8 of 12 districts reported “slight to modest” growth, 3 were flat, and only 1 saw a modest decline. That’s technically an improvement from recent cycles where “little change” dominated. But the details tell a more conditional story.
Where The Growth Is Coming From
Most of the momentum came from holiday related consumer spending, and even that was uneven..
• Spending was strongest among higher income households, especially on luxury goods, travel, and experiences.
• Low and moderate income consumers were increasingly price sensitive, hesitating on nonessential purchases.
• Auto sales were flat to down across most districts.
• Manufacturing was split: 5 districts expanding, 6 contracting.
That’s not broad based strength. It’s a narrow pocket of resilience.
Labor Is Stable, but Defensive
Employment was described as “mostly unchanged”..
• 8 of 12 districts reported no net hiring growth.
• When firms hired, it was mostly to backfill, not expand.
• Multiple districts reported increased use of temporary workers “to stay flexible in uncertain times.”
• Wage growth was moderate and back to pre pandemic norms, not accelerating.
One concrete data point cuts through the language: in Minneapolis, job postings fell 18% year over year. That’s not collapse..but it’s cooling.
Prices and Tariffs And The Margin Squeeze
Prices were said to be rising at a moderate pace, but tariffs were a consistent pressure across districts..
• Firms that had been absorbing tariff costs are now passing them through as pre tariff inventories run out.
• At the same time, retailers and restaurants are reluctant to raise prices because customers are price sensitive.
• Energy and insurance costs were repeatedly cited as margin stressors.
This is the key tension..costs are rising faster than many businesses can pass them on.
Examples from districts..
• Boston reported credit card processing fees up to 4%, with some merchants eating the cost.

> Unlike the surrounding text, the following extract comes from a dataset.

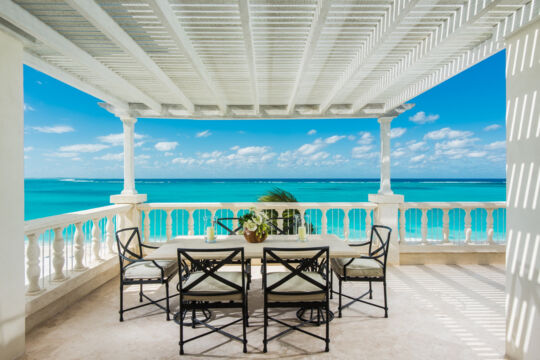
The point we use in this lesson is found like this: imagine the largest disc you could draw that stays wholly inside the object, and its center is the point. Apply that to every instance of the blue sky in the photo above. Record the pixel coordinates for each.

• St. Louis and Cleveland noted restaurants unable to pass costs along, leading to financial strain.
• Dallas data showed manufacturing input costs averaged 5.5% in 2025, while selling prices rose only 2.3%.
That gap is where slowdowns usually start.
Consumers: K Shaped and Cautious
Across districts, the same pattern showed up..
• Higher income consumers kept spending.
• Middle and lower income households were trading down, comparing prices, and cutting discretionary spending.
• In Cleveland, nearly 70% of low income workers said expenses rose, about half said income didn’t cover costs, and 45% planned to look for new jobs.
That’s pressure, not confidence.
My View
The Beige Book isn’t describing a confident expansion. It’s an economy that’s still moving, but on thinner margins and narrower demand.
The risk here isn’t a sudden break. It’s a grind..
• rising input costs,
• delayed price pass through,
• margin compression,
• cautious hiring,
• and increasingly selective consumers.
That’s how growth slows quietly without a headline moment and the Beige Book, despite its calm tone, is already sketching that outline.